Antiviral drugs have revolutionized the treatment and control of infections caused by viral diseases. They target specific viral mechanisms, by such means as inhibiting replication, preventing viral entry into cells and blocking the activity of the viral enzyme. These drugs have significantly improved patient outcomes and reduced the spread of contagions. They are capable enough to tackle infections like HIV, hepatitis, influenza, herpes, and more. In spite of the suitability of such drugs in terms of the proper treatment and control of viral infections, they do have limitations. Viruses can develop resistance to certain drugs, necessitating the development of new classes of drugs or combination therapies.
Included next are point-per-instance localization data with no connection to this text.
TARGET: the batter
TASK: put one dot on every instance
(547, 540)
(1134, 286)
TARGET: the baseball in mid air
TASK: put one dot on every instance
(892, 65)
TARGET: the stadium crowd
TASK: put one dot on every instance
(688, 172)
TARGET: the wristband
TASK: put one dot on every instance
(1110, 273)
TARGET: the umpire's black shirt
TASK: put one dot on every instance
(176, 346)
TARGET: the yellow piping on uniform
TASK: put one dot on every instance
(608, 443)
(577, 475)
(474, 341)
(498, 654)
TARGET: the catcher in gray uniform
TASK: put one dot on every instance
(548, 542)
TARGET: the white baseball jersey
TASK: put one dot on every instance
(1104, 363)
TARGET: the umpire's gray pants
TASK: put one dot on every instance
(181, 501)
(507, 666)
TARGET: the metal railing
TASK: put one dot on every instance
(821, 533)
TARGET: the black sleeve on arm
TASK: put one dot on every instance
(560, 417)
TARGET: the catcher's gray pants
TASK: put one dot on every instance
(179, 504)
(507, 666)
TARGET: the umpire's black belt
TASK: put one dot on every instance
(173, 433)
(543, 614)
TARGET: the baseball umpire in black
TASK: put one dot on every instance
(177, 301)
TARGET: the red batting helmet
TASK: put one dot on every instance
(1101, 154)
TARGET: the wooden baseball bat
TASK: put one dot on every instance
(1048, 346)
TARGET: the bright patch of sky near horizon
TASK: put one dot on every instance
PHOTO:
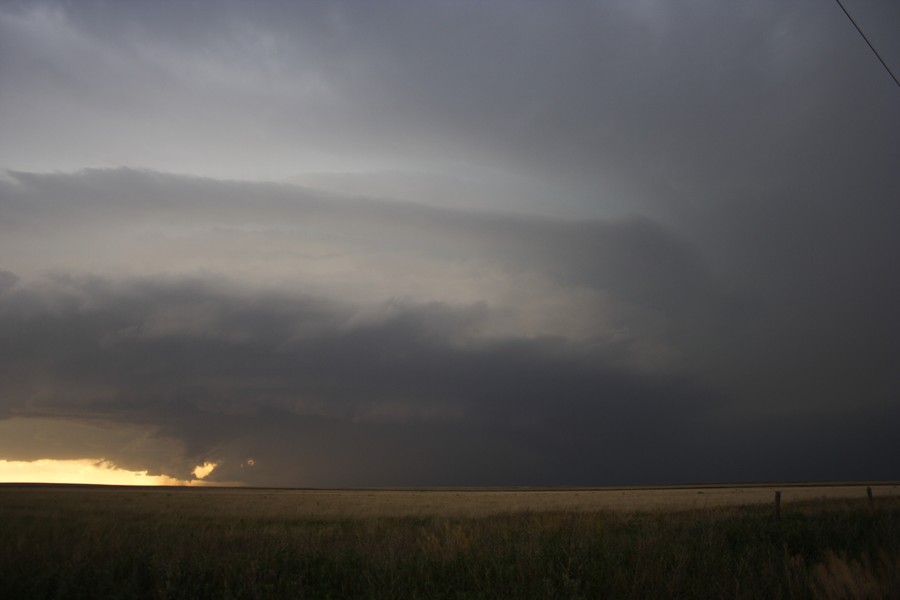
(89, 471)
(439, 242)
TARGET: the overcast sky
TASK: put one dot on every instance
(452, 242)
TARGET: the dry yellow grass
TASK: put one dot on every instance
(452, 502)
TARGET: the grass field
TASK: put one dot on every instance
(699, 542)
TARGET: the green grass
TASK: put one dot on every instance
(81, 544)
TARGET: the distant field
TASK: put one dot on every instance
(437, 502)
(697, 542)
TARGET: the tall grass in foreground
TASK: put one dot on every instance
(834, 549)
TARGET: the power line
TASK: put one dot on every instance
(881, 60)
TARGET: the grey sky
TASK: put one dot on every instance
(444, 243)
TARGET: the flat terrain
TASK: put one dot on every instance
(697, 542)
(432, 502)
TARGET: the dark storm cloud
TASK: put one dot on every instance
(315, 401)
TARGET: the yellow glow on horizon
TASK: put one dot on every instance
(201, 471)
(86, 470)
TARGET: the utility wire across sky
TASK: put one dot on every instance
(881, 60)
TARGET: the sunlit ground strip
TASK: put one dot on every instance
(91, 471)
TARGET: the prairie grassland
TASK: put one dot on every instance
(74, 541)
Moreover, antiviral drugs may cause side effects and interact with other medications, a situation which requires careful management. The challenges are even greater when facing the newly emerged viruses, and the lack of specific and effective treatment options becomes apparent. The development of drugs targeting such viruses is very complicated and involves extensive research and development, advanced computational support and dedicated clinical trials. Additionally, viral mutations and the potential for drug resistance further impede the effectiveness of existing therapies against newly arrived viruses.

Furthermore, emerging technologies like CRISPR/Cas9-based gene editing hold the potential for targeted viral genome disruption, offering innovative approaches to combat viral infections. The ongoing research and development of antiviral drugs aim to address current limitations, including drug resistance, side effects and access issues, while providing more effective, safer and accessible treatments for viral infections in the future.